Aus der spätkeltischen Zeit des 2. und 1. Jahrhunderts v. Chr. sind die „Oppida“ bekannt: große stadtartige Anlagen wie z.B. Manching bei Ingolstadt, Alkimoenis (Kelheim) oder Bibracte (Mont Beuvray im Burgund). Eine Siedlungsgröße über 100 ha ist hier keine Seltenheit: der Heidengraben auf der Schwäbischen Alb hatte eine Gesamtfläche von über 1600 Hektar. Handwerkerquartiere lassen auf Spezialistentum innerhalb einer immer noch vorwiegend landwirtschaftlich geprägten Gesellschaft schließen. Münzprägung und -guß übernahmen die späten Kelten genauso gerne von den Griechen wie den Wein von den Römern: importierte Weinamphoren zeugen ebenso davon wie die Berichte der antiken Schriftsteller über die gallischen Barbaren, die den Wein unverdünnt und in rauen Mengen tranken. Aber nicht nur ihre Trinksitten unterschieden sich von ihren Nachbarn aus dem Mittelmeergebiet, auch die erwähnten griechischen Münzen wurden nicht 1:1 kopiert, sondern in einem eigenen keltischen Kunststil umgesetzt.

Die Fotos zeigen eine Zusammenstellung typischer Frühlatènefunde vom Glauberg

Während der römischen Expansion im 1. Jahrhundert v.
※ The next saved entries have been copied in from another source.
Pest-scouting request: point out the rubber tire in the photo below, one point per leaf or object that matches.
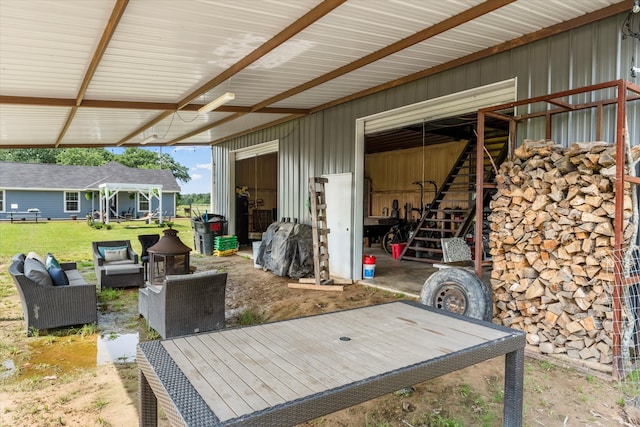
(458, 285)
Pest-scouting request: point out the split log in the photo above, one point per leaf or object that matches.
(552, 228)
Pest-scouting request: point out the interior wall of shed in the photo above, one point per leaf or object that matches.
(259, 175)
(391, 175)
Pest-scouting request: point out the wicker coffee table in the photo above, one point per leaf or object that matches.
(288, 372)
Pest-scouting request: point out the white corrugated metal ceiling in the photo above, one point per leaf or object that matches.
(106, 73)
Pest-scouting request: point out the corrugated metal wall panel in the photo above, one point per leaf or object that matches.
(324, 142)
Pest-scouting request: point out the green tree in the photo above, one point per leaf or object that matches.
(139, 158)
(84, 156)
(29, 155)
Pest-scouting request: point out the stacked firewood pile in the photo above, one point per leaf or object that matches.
(551, 240)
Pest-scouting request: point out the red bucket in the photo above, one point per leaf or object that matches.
(396, 249)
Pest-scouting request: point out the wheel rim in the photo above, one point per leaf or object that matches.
(451, 297)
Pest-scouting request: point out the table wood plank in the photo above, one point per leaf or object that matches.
(202, 378)
(251, 372)
(245, 370)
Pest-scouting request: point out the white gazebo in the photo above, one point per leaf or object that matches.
(109, 190)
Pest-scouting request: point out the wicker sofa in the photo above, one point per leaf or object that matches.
(48, 306)
(185, 304)
(116, 264)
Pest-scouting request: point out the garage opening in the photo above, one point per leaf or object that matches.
(417, 172)
(256, 191)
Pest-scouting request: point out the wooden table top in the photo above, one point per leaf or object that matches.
(243, 370)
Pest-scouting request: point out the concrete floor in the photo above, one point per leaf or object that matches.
(406, 277)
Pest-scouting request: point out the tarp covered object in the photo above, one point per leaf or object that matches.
(287, 250)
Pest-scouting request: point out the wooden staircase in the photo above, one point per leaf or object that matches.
(452, 211)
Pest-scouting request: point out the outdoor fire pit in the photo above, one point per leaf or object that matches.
(168, 257)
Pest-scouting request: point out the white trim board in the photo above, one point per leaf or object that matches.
(455, 104)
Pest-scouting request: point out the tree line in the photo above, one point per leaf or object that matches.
(195, 199)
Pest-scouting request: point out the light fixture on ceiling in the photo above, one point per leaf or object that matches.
(631, 28)
(221, 100)
(149, 139)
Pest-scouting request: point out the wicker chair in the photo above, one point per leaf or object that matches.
(121, 273)
(185, 304)
(47, 307)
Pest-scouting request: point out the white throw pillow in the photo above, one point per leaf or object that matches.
(36, 256)
(115, 255)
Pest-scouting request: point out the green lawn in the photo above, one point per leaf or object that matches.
(71, 240)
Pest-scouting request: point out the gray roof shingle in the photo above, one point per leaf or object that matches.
(45, 176)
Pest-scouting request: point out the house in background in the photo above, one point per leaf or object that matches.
(62, 191)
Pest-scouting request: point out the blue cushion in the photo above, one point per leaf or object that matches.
(36, 271)
(101, 249)
(51, 261)
(58, 276)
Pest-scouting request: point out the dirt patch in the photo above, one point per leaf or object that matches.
(107, 395)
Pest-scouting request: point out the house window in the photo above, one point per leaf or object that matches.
(143, 203)
(72, 201)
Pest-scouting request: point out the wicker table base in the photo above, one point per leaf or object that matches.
(285, 373)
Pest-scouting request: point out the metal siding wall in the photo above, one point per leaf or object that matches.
(323, 143)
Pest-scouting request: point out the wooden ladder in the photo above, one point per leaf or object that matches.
(319, 230)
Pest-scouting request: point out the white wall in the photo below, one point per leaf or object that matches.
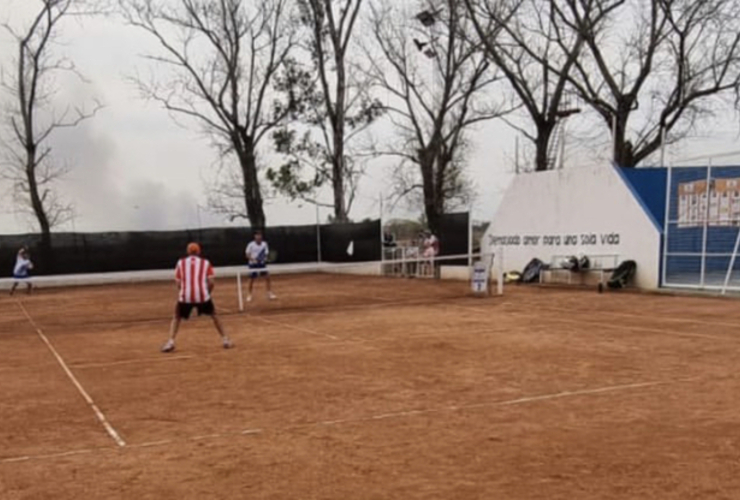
(541, 212)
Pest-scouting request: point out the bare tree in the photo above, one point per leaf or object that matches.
(338, 109)
(438, 86)
(32, 116)
(227, 65)
(523, 40)
(653, 69)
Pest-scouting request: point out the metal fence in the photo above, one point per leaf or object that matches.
(702, 228)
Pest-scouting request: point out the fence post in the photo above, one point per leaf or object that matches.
(470, 236)
(732, 263)
(666, 226)
(702, 280)
(318, 232)
(382, 231)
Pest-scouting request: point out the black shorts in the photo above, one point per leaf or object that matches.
(184, 310)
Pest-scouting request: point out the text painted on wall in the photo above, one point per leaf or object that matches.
(556, 240)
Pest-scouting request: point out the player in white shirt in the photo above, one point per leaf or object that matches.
(22, 270)
(431, 250)
(257, 253)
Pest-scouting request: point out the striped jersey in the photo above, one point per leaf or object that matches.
(192, 273)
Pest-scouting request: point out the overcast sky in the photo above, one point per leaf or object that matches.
(133, 168)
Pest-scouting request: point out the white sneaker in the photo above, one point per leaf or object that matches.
(169, 346)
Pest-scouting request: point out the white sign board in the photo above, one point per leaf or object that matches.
(479, 281)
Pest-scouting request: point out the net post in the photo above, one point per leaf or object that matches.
(239, 292)
(703, 271)
(732, 263)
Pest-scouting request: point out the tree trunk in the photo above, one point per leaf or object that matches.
(338, 167)
(338, 173)
(542, 145)
(252, 195)
(46, 264)
(623, 153)
(432, 208)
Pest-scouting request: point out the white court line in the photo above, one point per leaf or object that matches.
(293, 327)
(607, 325)
(83, 366)
(628, 315)
(101, 417)
(511, 402)
(383, 416)
(350, 341)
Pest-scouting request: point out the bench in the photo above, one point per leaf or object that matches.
(601, 264)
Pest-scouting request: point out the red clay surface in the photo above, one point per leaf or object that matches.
(368, 388)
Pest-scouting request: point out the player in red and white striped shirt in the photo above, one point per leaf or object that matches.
(194, 277)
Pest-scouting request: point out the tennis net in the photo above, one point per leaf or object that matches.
(358, 284)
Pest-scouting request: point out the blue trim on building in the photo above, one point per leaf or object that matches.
(648, 186)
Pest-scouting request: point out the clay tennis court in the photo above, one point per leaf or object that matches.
(370, 388)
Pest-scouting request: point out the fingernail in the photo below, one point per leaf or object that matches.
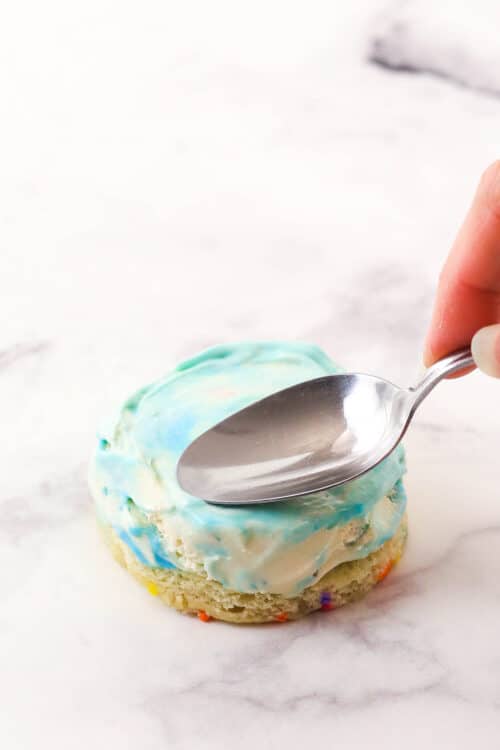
(486, 350)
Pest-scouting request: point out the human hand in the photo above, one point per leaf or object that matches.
(467, 305)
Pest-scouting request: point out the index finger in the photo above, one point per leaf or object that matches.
(468, 296)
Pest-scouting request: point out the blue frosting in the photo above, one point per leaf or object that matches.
(135, 462)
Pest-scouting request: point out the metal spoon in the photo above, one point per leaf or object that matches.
(306, 438)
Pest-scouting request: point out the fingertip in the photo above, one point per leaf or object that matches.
(485, 348)
(489, 187)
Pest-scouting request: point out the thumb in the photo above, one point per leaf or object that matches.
(486, 350)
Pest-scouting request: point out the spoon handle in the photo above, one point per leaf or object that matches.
(459, 360)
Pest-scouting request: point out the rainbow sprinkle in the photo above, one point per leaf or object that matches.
(152, 588)
(326, 600)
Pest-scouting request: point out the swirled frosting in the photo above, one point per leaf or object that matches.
(277, 548)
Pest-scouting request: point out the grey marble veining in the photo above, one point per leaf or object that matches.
(177, 179)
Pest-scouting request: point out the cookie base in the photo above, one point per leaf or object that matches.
(195, 594)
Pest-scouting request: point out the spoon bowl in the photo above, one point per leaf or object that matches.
(306, 438)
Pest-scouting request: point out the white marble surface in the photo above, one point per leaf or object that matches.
(174, 176)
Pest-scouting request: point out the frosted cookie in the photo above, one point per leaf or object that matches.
(240, 564)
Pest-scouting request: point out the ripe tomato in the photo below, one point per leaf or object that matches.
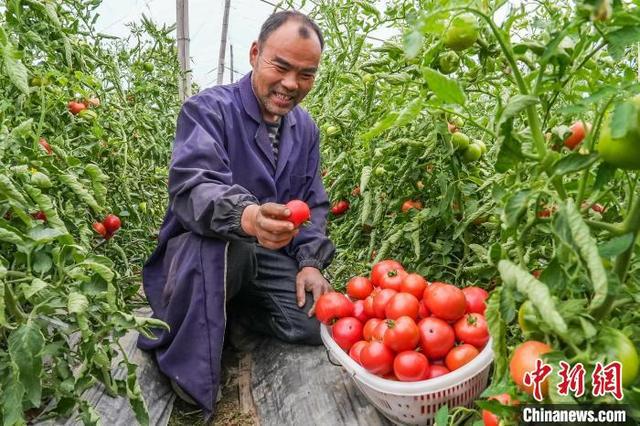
(523, 360)
(578, 132)
(45, 145)
(410, 204)
(491, 419)
(462, 32)
(356, 349)
(445, 301)
(369, 328)
(475, 297)
(333, 306)
(377, 358)
(300, 212)
(99, 228)
(346, 332)
(472, 329)
(401, 334)
(436, 337)
(340, 207)
(460, 355)
(402, 304)
(437, 371)
(358, 311)
(380, 301)
(410, 366)
(359, 287)
(75, 107)
(111, 223)
(413, 284)
(381, 268)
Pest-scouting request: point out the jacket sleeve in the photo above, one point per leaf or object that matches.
(312, 247)
(201, 193)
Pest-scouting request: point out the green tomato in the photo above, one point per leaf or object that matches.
(618, 347)
(462, 32)
(623, 152)
(472, 153)
(460, 141)
(448, 62)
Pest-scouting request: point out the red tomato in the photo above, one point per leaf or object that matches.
(99, 228)
(445, 301)
(414, 284)
(300, 212)
(377, 358)
(369, 328)
(402, 304)
(476, 299)
(333, 306)
(346, 332)
(436, 337)
(356, 349)
(358, 311)
(491, 419)
(76, 107)
(380, 301)
(359, 287)
(410, 366)
(460, 355)
(578, 132)
(112, 223)
(393, 279)
(402, 334)
(340, 207)
(524, 359)
(472, 329)
(381, 268)
(45, 145)
(437, 371)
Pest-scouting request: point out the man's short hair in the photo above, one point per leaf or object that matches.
(277, 19)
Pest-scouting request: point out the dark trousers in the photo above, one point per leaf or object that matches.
(261, 294)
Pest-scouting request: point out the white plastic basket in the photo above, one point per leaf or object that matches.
(416, 403)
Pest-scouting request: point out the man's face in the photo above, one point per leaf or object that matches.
(284, 69)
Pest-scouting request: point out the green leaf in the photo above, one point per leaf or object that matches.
(537, 292)
(15, 69)
(444, 88)
(616, 245)
(574, 162)
(25, 346)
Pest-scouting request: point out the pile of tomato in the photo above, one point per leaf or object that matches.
(399, 326)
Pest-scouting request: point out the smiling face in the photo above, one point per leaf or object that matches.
(284, 69)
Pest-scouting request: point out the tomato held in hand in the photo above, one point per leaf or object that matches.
(300, 212)
(472, 329)
(460, 355)
(445, 301)
(333, 306)
(377, 358)
(401, 334)
(523, 361)
(346, 332)
(476, 299)
(436, 337)
(410, 366)
(359, 287)
(402, 304)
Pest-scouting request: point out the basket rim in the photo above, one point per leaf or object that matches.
(464, 374)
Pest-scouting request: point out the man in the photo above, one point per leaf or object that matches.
(241, 152)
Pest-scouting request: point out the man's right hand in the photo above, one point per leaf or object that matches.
(268, 224)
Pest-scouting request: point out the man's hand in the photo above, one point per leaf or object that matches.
(268, 224)
(310, 279)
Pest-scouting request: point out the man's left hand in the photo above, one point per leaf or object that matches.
(310, 279)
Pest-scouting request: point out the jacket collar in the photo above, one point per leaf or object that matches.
(251, 106)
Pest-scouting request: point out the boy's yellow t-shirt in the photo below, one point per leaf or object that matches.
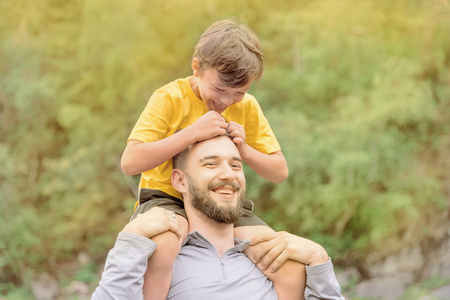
(174, 107)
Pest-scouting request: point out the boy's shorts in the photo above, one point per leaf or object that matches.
(150, 198)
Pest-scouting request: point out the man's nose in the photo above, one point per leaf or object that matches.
(224, 100)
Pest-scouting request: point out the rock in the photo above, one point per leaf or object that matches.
(83, 258)
(78, 289)
(45, 287)
(406, 262)
(381, 288)
(347, 276)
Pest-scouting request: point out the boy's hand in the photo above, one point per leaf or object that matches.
(237, 131)
(153, 222)
(273, 249)
(209, 125)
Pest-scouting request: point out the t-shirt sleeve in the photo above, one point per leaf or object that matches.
(321, 282)
(258, 132)
(123, 276)
(154, 122)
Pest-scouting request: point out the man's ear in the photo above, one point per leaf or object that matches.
(195, 67)
(179, 181)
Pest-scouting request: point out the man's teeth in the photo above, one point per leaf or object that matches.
(224, 191)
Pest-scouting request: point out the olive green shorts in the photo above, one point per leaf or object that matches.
(149, 198)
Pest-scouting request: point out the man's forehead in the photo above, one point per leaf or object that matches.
(216, 147)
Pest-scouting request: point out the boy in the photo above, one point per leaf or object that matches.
(213, 101)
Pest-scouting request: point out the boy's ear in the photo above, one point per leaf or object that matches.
(179, 181)
(196, 67)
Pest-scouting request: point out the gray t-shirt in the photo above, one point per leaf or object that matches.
(199, 273)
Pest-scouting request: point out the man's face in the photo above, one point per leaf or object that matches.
(215, 94)
(216, 180)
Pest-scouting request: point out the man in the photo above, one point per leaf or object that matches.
(211, 264)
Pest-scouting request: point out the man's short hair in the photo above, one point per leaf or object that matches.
(233, 49)
(179, 160)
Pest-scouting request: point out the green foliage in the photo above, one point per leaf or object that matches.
(356, 91)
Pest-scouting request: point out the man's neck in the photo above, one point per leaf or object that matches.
(221, 236)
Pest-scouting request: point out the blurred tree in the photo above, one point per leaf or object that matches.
(356, 91)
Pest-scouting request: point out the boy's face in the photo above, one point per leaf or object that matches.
(216, 95)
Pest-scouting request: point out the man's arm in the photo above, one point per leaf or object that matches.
(126, 264)
(273, 249)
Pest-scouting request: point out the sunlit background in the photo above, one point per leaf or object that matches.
(357, 92)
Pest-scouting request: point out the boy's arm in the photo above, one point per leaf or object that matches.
(272, 166)
(271, 250)
(139, 157)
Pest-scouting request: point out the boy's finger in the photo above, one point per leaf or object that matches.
(278, 262)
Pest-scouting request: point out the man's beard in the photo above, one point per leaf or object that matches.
(203, 202)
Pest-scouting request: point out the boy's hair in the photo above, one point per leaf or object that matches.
(233, 49)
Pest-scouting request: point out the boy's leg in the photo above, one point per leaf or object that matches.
(290, 279)
(159, 269)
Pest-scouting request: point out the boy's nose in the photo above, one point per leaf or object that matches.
(226, 101)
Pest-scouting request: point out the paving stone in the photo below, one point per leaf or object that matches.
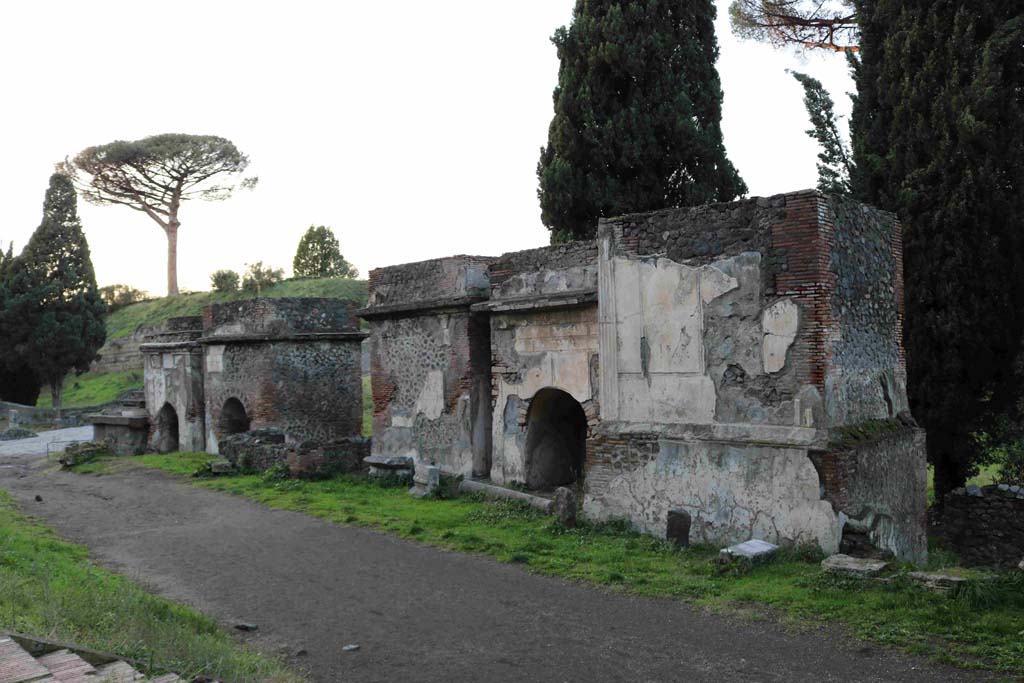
(854, 566)
(754, 550)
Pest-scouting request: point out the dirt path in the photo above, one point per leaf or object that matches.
(418, 613)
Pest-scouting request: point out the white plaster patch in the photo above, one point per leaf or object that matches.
(215, 358)
(431, 399)
(778, 323)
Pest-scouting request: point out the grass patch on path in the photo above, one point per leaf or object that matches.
(984, 628)
(48, 588)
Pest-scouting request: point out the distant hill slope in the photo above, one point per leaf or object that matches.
(124, 322)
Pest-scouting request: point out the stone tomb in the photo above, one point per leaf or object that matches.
(741, 363)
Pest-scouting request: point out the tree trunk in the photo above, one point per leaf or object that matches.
(56, 394)
(172, 257)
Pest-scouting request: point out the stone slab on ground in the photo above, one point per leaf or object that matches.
(754, 550)
(861, 567)
(419, 612)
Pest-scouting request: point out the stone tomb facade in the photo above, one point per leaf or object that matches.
(291, 365)
(741, 363)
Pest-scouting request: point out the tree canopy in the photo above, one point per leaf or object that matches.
(50, 308)
(638, 109)
(318, 255)
(803, 24)
(156, 174)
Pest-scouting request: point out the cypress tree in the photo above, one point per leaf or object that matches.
(938, 137)
(53, 312)
(638, 111)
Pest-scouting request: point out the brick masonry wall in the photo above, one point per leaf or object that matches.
(983, 525)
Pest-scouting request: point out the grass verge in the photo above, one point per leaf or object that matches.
(48, 588)
(981, 628)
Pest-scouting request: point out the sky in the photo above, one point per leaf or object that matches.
(412, 128)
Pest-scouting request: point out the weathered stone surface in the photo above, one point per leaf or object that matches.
(936, 581)
(565, 506)
(854, 566)
(754, 550)
(426, 479)
(678, 527)
(985, 527)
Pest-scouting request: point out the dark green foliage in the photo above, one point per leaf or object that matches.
(119, 296)
(834, 160)
(638, 111)
(938, 137)
(50, 310)
(318, 255)
(224, 281)
(259, 276)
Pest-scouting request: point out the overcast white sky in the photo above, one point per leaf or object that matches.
(412, 128)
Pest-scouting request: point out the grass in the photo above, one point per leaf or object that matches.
(49, 589)
(93, 388)
(973, 631)
(123, 322)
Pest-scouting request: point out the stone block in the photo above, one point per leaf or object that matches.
(678, 528)
(565, 508)
(860, 567)
(754, 550)
(426, 479)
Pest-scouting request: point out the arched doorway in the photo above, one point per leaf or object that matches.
(165, 435)
(556, 440)
(232, 418)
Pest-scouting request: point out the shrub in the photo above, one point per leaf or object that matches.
(224, 281)
(259, 276)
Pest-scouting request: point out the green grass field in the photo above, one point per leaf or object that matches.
(49, 589)
(982, 627)
(124, 321)
(93, 388)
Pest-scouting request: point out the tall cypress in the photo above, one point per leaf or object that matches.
(53, 313)
(938, 137)
(638, 111)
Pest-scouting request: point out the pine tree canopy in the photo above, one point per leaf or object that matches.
(50, 307)
(318, 255)
(638, 108)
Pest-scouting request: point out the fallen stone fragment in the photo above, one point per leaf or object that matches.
(861, 567)
(936, 581)
(754, 550)
(565, 506)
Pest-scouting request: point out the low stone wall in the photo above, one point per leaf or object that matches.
(260, 450)
(983, 525)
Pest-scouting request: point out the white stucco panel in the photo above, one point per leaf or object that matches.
(779, 323)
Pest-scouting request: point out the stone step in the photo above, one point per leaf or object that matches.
(67, 667)
(118, 672)
(16, 666)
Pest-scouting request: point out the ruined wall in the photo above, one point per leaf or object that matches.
(430, 363)
(293, 364)
(877, 482)
(173, 376)
(984, 525)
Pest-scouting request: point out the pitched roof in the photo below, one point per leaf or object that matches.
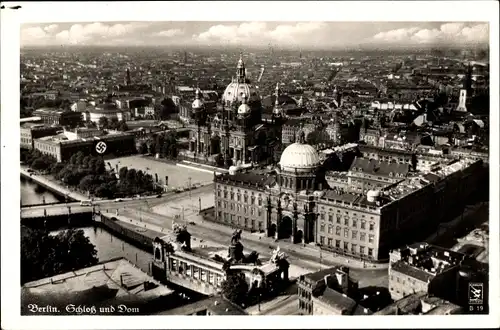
(375, 167)
(337, 300)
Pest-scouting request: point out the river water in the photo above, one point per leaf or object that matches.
(107, 245)
(31, 193)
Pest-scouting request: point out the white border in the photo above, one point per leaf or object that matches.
(222, 11)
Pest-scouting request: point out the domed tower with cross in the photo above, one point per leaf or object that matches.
(236, 134)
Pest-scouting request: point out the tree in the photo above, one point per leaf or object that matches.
(44, 255)
(167, 108)
(103, 122)
(122, 126)
(113, 123)
(87, 183)
(143, 148)
(235, 288)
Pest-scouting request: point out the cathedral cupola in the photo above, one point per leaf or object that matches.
(277, 111)
(197, 103)
(244, 109)
(240, 71)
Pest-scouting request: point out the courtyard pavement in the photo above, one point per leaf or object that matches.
(177, 176)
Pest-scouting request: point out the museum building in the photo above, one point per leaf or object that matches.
(384, 204)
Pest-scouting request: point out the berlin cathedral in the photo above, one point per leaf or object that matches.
(235, 133)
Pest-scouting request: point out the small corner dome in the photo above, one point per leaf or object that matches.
(197, 104)
(299, 156)
(233, 169)
(372, 195)
(244, 107)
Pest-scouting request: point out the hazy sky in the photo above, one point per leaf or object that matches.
(284, 34)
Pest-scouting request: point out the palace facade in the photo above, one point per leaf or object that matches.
(378, 206)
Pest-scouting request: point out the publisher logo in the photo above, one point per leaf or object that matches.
(476, 293)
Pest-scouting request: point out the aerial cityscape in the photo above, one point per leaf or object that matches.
(254, 168)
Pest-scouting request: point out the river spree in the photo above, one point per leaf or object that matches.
(31, 193)
(109, 246)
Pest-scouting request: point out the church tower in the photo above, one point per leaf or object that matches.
(127, 78)
(241, 71)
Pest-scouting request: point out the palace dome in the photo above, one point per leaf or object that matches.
(236, 90)
(239, 87)
(244, 107)
(197, 103)
(300, 156)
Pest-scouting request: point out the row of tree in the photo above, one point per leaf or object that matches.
(164, 144)
(88, 173)
(44, 255)
(113, 123)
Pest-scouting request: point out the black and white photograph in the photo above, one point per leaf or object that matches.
(220, 166)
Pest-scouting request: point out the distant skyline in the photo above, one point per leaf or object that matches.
(256, 34)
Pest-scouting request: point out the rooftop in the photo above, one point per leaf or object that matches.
(424, 261)
(338, 300)
(375, 167)
(216, 305)
(249, 178)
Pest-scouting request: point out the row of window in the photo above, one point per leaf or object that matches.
(307, 307)
(410, 280)
(346, 220)
(355, 249)
(239, 220)
(47, 148)
(237, 197)
(354, 233)
(238, 208)
(305, 294)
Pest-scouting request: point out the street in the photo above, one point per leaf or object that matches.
(222, 235)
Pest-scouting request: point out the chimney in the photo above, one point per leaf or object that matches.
(326, 279)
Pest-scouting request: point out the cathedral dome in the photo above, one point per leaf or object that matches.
(299, 156)
(197, 103)
(240, 87)
(236, 90)
(244, 107)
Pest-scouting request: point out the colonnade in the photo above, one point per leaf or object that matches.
(194, 271)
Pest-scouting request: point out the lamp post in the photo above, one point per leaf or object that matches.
(260, 295)
(320, 256)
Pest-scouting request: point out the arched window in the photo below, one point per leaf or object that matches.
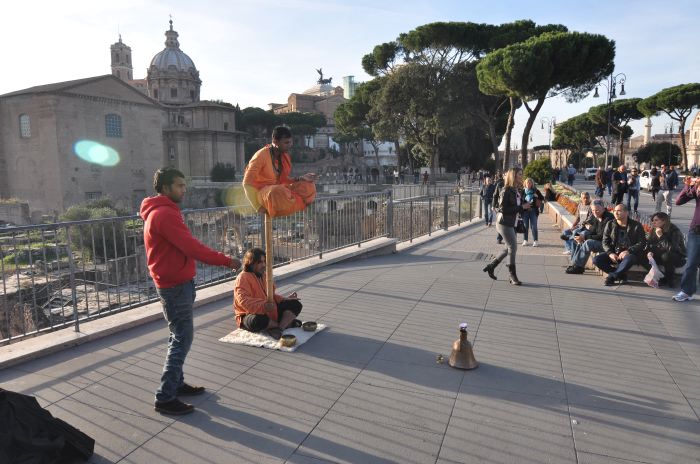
(25, 127)
(113, 125)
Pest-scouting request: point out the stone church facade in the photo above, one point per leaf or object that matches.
(149, 123)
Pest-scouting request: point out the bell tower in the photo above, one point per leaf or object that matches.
(121, 61)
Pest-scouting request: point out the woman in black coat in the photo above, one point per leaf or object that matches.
(509, 201)
(665, 244)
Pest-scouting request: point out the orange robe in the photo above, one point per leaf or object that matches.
(250, 296)
(267, 184)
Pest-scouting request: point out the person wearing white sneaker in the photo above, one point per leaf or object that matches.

Chr. verschwanden allmählich die typischen keltischen Hinterlassenschaften; die hiesige Bevölkerung passte sich den Gebräuchen der neuen „Herren“ an.

Auf den britischen Inseln finden sich im Südosten zwar vereinzelt Objekte im keltischen Festlandstil, aber selbst die antiken Schriftsteller bezeichneten die Britannier nicht als „Kelten“. Der sog. Keltische Kunststil der irischen Buchmalerei des Frühen Mittelalters ist letztlich auch eine Kombination keltischer Ornamente, germanischer Tierstilmuster und römischer Kunststile. So sind die oft als „keltisch“ bezeichneten Iren, Waliser und Schotten auch keine Nachfahren „unserer“ kontinentaleuropäischen Kelten.